O que Muda (e o que Não Muda)

É crucial esclarecer: a maconha continua proibida. A decisão não legaliza o cultivo, o comércio ou o uso em locais públicos. O que muda é o tratamento dado ao usuário, que deixa de ser um “criminoso” para ser um cidadão que precisa de orientação.

A medida também não impede que estados e municípios criam políticas de redução de danos, como já ocorre em cidades como Recife e São Paulo, onde usuários são encaminhados a serviços socioassistenciais em vez de cela.

Uma Resposta ao Fracasso da Proibição

A proibição total das drogas falhou em todo o mundo. Nos EUA, onde 40% dos presos estão atrás das grades por crimes não violentos ligados a drogas, a epidemia de opioides mata 80 mil pessoas por ano. No Brasil, o tráfico movimenta R$ 10 bilhões anuais, financiando milícias e corrupção.

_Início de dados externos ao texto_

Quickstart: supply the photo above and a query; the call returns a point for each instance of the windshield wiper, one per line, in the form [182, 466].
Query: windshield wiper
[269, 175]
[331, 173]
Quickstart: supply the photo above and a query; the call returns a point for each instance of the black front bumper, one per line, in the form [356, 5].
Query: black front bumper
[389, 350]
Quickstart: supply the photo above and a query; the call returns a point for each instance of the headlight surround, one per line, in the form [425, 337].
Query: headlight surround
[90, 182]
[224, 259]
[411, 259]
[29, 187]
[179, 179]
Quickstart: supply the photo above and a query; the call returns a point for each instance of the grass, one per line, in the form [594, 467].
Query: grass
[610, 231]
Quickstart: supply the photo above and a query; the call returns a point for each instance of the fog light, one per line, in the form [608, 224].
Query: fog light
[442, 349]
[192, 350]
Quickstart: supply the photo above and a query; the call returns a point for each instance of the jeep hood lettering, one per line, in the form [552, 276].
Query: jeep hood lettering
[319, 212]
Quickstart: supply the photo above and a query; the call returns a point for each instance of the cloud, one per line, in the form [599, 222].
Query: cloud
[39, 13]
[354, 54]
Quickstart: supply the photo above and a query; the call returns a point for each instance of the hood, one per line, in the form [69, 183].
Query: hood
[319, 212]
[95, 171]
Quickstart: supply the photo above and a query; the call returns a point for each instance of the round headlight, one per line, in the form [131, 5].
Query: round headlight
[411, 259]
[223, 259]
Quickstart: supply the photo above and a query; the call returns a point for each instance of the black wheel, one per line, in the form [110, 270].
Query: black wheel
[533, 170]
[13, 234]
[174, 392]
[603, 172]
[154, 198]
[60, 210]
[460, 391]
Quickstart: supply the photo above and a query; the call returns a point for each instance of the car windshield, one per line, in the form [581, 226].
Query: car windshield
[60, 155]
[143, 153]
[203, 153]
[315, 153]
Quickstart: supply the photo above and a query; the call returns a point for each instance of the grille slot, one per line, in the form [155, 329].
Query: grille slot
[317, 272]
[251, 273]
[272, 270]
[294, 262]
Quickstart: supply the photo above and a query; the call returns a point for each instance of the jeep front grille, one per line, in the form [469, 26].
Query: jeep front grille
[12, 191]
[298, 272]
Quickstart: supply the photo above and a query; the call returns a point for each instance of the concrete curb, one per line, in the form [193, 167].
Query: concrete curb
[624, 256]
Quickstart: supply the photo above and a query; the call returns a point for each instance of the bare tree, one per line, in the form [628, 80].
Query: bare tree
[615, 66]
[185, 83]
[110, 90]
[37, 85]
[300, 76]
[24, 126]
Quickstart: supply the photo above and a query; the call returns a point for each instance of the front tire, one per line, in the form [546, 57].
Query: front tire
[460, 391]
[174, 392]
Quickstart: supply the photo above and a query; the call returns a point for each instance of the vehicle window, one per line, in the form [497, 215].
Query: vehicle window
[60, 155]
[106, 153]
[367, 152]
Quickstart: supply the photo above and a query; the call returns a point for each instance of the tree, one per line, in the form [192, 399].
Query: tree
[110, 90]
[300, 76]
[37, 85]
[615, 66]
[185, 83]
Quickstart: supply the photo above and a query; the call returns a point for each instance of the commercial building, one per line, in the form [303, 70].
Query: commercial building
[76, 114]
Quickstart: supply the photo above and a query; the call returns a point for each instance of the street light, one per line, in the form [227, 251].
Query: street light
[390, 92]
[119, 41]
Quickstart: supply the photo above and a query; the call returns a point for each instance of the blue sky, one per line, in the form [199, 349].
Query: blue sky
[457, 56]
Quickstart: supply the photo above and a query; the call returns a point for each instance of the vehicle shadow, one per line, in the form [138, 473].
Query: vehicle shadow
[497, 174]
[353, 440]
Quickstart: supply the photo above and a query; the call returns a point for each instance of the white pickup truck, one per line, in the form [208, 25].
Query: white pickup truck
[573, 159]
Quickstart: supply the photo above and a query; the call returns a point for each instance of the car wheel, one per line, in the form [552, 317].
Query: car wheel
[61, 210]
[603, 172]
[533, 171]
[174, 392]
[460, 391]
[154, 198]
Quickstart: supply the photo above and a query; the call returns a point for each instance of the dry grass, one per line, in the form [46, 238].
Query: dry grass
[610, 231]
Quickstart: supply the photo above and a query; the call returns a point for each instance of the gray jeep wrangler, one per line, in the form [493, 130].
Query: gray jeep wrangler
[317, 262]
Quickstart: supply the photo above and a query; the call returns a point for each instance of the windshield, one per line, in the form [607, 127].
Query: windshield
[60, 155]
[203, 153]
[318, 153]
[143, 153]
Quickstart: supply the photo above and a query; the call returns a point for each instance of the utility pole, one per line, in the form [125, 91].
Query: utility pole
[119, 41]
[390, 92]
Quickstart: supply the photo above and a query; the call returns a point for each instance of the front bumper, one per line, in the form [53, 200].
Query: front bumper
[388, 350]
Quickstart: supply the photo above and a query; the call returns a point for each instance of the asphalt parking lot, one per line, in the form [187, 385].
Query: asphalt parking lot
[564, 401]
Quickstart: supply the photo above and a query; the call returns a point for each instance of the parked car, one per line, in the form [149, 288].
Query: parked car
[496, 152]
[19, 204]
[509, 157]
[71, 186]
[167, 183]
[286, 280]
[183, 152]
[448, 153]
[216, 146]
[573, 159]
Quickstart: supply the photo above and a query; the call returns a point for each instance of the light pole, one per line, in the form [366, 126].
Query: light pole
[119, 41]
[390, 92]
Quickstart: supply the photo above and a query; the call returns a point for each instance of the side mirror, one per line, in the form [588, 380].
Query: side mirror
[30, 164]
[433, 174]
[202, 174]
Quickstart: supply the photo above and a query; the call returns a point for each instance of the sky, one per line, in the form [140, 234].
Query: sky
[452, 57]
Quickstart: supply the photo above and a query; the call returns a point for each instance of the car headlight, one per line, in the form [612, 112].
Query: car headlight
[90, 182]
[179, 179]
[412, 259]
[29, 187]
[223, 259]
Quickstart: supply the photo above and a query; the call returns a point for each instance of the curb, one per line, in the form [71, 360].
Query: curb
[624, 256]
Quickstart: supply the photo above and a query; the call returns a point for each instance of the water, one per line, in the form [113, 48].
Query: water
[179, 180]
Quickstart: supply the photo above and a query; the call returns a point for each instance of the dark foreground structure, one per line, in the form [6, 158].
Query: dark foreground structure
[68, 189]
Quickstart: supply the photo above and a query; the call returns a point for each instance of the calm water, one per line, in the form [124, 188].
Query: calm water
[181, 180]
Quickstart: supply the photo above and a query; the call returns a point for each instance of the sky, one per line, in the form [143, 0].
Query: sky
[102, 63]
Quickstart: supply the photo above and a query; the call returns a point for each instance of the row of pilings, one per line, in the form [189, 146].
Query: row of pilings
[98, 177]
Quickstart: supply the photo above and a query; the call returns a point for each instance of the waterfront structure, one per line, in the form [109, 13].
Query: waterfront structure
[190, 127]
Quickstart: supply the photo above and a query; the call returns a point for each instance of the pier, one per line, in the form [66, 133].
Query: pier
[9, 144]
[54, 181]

Ao descriminalizar, o STF não está incentivando o uso. Está reconhecendo que a solução para o vício não está no cárcere, mas na educação, na prevenção e no acesso a tratamento.

Os Ministros que Ousaram Enxergar Além

Aos ministros que votaram a favor — Gilmar Mendes, Alexandre de Moraes, Cármen Lúcia, Flávio Dino, Edson Fachin, André Mendonça, Luiz Fux e Cristiano Zanin —, cabe o reconhecimento por resistirem à pressão de setores retrógrados. Em um Congresso dominado por pautas morais e uma sociedade ainda refém do medo, o STF assumiu o papel de guardião dos direitos humanos.

Como escreveu o filósofo Michel Foucault, “a prisão não corrige; apenas fabrica delinquentes”. Ao retirar o usuário dessa engrenagem perversa, o Supremo salvaguarda futuros.

O Caminho que Segue: Educação, não Repressão

Agora, é preciso ir além. Estados e municípios devem:

  1. Criar redes de acolhimento: Centros de atenção psicossocial (CAPS) preparados para lidar com dependentes.
  2. Investir em prevenção: Campanhas educativas baseadas em ciência, não em terrorismo moral.
  3. Regular o mercado: Discutir abertamente a legalização controlada, seguindo exemplos como Canadá e Alemanha.

Conclusão: Um Dia para Lembrar

14 de fevereiro de 2025 entrará para a história não como o dia em que o STF “liberou a maconha”, mas como o momento em que o Brasil escolheu priorizar vidas em vez de discursos vazios. Que esta decisão inspire um novo pacto social: menos armas, mais livros; menos cadeias, mais escolas.

Como bem resumiu o ministro Gilmar Mendes: “Não se combate drogas com políticas que produzem mortes”. A vida, afinal, é a única guerra que vale a pena travar.